L’explication la plus probable tient au sens du flux. D’après CoinDesk, cette hausse reflète davantage des utilisateurs qui débouclent leurs positions et rapatrient leurs fonds qu’une demande nouvelle. Un pic de volume à l’annonce d’une fermeture est un mouvement de sortie, pas un signe de vitalité, et il ne dit rien de la rentabilité réelle des mois précédents.

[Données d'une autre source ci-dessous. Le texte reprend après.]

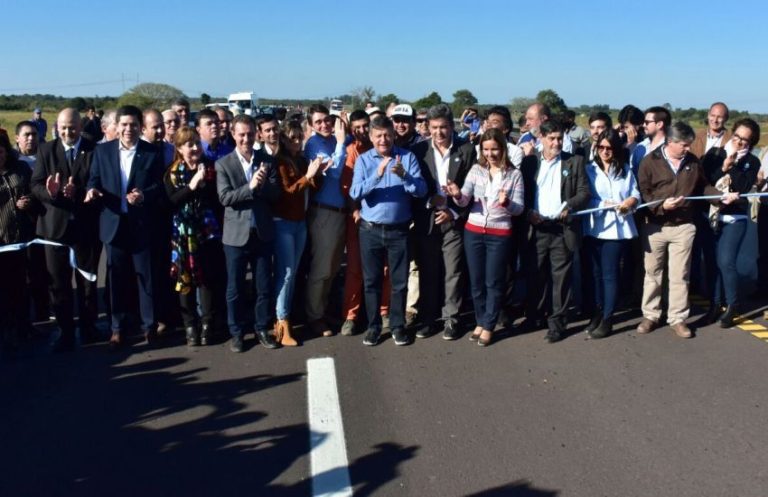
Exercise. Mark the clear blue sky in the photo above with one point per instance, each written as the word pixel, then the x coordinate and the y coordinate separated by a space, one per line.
pixel 590 52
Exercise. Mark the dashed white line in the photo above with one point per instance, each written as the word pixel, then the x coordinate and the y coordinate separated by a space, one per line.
pixel 328 448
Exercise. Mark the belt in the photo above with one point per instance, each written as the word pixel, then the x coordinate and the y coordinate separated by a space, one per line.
pixel 385 227
pixel 342 210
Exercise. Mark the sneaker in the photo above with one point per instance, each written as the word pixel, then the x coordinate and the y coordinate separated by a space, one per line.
pixel 236 345
pixel 348 328
pixel 372 337
pixel 426 331
pixel 450 332
pixel 400 337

Les frictions du retrait, angle mort des sorties de plateforme
Le communiqué prévient que les demandes de retrait pourront faire l’objet de contrôles supplémentaires : vérification d’identité, contrôle de l’appareil et de l’adresse IP, filtrage de l’adresse de destination, questions sur l’origine des fonds, criblage des sanctions. La plateforme avertit que les délais s’allongeront si les demandes affluent, ce qui est l’issue la plus probable dans les jours qui suivent une annonce de ce type.
Ces vérifications sont légitimes et souvent imposées par la réglementation. Elles produisent pourtant un effet bien identifié : plus le nombre d’utilisateurs cherchant à sortir augmente, plus la file s’allonge, et plus l’incitation à sortir vite se renforce chez les suivants. La friction administrative devient alors un accélérateur, alors qu’elle vise l’inverse.
Le paradoxe de cette fermeture tient en une comparaison. BitMart a été l’une des rares plateformes à indemniser intégralement ses clients après le piratage de son portefeuille chaud de décembre 2021, qui lui avait coûté 196 millions de dollars. Une entreprise capable d’absorber une perte pareille s’arrête aujourd’hui sans invoquer le moindre incident.
Ce qu’une fermeture déplace dans un portefeuille
Deux plateformes qui s’arrêtent la même semaine, sans faillite ni scandale, rappellent une évidence que les marchés calmes font oublier : détenir un actif sur un exchange, c’est détenir une créance sur une société. Cette créance vaut ce que vaut la société, et sa durée de vie n’a rien à voir avec celle de l’actif sous-jacent.
La question qui se pose ensuite dépasse largement la crypto. Un patrimoine se construit autant par ce que l’on détient que par la façon dont on le détient : titres au nominatif ou au porteur, immobilier en direct ou via une société, métaux en coffre ou sur certificat. Le risque de contrepartie est une ligne de portefeuille à part entière, et il se répartit comme les autres.
Le secteur, lui, entre dans une phase où le nombre d’acteurs se réduit pendant que les volumes se concentrent. Les prochains mois diront à qui profite cette recomposition : aux plateformes agréées en Europe, aux banques qui commencent à s’y intéresser, ou aux solutions de conservation autonome que chaque fermeture rend un peu plus visibles.